Reconnaissance à Marc Darmon
Marc est parti.
Membre de l’ALI depuis sa fondation, alors qu’il n’avait que 30 ans, il s’est distingué en produisant l’un des ouvrages les plus marquants de sa génération et de notre discipline : ses Essais sur la topologie lacanienne, en 1990, alors qu’il n’avait que 38 ans.
Brillant, cet ouvrage lui ressemble et constitue une porte d’entrée pour tout psychanalyste qui veut en apprendre sur la place centrale de la topologie chez Lacan. Crucial pour ceux qui découvrent. Mais nous savons que même les initiés se nourrissaient de sa réflexion. L’on se souvient de Charles Melman écoutant très attentivement les développements de Marc lors d’un séminaire qu’ils avaient engagé ensemble sur les cas cliniques de Freud. Le même Charles Melman qui avait encouragé Marc à écrire ses Essais.
Pour lui rendre hommage, j’aimerais simplement rappeler combien sa position éthique a laissé son empreinte sur le style de notre Association. D’une élégance et discrétion rares, il longtemps a tenu ses ateliers de topologie et son enseignement dans nos locaux, avec la générosité qui lui était caractéristique : il prenait le temps de répondre à toute question, même si celle-ci déviait son fil conducteur pendant un bon moment. Aucune impatience.
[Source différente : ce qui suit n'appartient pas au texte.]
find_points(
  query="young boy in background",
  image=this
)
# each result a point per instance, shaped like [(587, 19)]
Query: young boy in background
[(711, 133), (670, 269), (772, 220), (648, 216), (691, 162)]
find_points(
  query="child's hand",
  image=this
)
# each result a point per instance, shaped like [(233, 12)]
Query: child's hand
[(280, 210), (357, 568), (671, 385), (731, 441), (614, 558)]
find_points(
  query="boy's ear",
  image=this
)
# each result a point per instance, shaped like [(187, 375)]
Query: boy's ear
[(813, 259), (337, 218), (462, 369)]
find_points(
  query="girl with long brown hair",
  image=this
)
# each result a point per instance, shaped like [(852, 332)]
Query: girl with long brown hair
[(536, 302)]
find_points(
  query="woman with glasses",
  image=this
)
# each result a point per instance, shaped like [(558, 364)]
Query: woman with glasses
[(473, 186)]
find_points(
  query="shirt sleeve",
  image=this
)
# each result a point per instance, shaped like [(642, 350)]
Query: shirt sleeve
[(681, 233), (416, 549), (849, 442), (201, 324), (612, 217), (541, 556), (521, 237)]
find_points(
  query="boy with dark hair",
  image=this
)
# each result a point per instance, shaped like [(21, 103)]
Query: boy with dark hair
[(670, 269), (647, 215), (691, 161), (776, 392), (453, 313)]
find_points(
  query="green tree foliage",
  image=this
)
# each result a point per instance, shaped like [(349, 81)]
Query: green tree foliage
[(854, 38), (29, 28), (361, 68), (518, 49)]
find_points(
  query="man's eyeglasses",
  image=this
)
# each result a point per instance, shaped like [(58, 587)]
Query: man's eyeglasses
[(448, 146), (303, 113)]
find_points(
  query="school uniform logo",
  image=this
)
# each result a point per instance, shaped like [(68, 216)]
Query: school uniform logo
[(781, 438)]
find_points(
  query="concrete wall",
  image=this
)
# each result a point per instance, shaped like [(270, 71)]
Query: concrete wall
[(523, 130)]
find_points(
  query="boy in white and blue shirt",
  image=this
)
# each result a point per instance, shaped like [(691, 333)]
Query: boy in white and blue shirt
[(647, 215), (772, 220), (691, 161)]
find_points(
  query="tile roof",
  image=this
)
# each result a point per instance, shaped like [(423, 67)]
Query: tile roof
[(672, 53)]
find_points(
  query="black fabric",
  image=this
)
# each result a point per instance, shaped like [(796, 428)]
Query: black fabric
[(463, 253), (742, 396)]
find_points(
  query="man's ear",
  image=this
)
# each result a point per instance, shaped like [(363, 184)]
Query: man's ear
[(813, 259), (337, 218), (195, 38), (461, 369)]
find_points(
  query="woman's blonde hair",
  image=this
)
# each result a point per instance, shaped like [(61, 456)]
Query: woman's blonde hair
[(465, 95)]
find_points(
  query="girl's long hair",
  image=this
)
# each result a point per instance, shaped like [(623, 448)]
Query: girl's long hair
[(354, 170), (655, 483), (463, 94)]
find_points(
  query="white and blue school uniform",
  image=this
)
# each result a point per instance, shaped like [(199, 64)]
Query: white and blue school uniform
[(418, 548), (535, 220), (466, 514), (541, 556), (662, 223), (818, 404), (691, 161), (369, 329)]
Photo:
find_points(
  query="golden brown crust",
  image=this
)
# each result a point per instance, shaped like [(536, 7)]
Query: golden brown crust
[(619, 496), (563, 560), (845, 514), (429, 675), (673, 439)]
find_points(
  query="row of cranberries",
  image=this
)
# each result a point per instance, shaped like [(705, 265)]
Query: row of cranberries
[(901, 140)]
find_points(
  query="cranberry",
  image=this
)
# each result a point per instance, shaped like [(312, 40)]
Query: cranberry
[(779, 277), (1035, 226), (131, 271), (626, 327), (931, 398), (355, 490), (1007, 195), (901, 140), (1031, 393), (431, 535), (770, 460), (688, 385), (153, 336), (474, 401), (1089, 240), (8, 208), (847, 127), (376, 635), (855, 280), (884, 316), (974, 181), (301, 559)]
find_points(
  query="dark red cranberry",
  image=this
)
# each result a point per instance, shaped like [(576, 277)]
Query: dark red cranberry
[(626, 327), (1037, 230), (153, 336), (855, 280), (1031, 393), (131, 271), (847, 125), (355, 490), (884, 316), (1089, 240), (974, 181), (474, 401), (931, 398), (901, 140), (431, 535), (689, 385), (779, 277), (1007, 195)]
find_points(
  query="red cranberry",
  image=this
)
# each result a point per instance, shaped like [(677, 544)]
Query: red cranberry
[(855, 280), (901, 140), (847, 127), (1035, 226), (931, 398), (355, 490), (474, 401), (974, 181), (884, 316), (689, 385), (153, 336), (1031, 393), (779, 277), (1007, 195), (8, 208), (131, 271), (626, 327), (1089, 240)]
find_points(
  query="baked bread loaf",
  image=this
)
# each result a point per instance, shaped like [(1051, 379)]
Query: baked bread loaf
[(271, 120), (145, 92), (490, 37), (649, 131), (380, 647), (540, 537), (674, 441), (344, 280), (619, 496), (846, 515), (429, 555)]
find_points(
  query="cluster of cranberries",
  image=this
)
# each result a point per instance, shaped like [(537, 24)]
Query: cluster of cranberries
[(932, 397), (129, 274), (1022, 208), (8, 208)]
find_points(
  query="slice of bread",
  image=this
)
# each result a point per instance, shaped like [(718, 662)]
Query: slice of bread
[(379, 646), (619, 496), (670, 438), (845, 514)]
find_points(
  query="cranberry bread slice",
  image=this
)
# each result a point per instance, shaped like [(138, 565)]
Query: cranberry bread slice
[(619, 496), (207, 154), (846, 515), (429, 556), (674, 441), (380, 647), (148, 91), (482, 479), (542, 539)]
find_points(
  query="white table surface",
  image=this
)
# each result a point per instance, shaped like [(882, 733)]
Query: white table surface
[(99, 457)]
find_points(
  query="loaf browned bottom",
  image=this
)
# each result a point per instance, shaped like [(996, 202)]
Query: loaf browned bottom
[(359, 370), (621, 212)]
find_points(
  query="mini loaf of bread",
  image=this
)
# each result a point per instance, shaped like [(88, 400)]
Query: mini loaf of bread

Il a voyagé dans de nombreux pays, contribuant à tisser de forts liens transférentiels, de transmission et d’amitié avec des psychanalystes hispanophones, lusophones et anglophones. Notre groupe lui doit beaucoup. Nous nous appuyons aujourd’hui, entre autres, sur l’investissement de collègues, des aînés comme lui, pour maintenir la vivacité de la psychanalyse.
Enfin la topologie, qu’il a su présenter d’une manière simple, documentée, structurée, pour toute une génération. Que l’on soit féru de logique et de mathématiques, de nœuds et des surfaces, ou bien que l’on se sente verrouillé et ignorant face à cet abord lacanien, Marc a pu traduire avec délicatesse le fait que la topologie est présente autant au niveau du signifiant que des schémas et des chaînes qui paraissent plus complexes. Nous faisons de la topologie en recevant nos patients, en nous tenant, comme Marc, à la place de l’analyste.
Cette dette à son égard nous engage, à un travail de lecture qui se poursuit, à faire vivre notre espace de travail.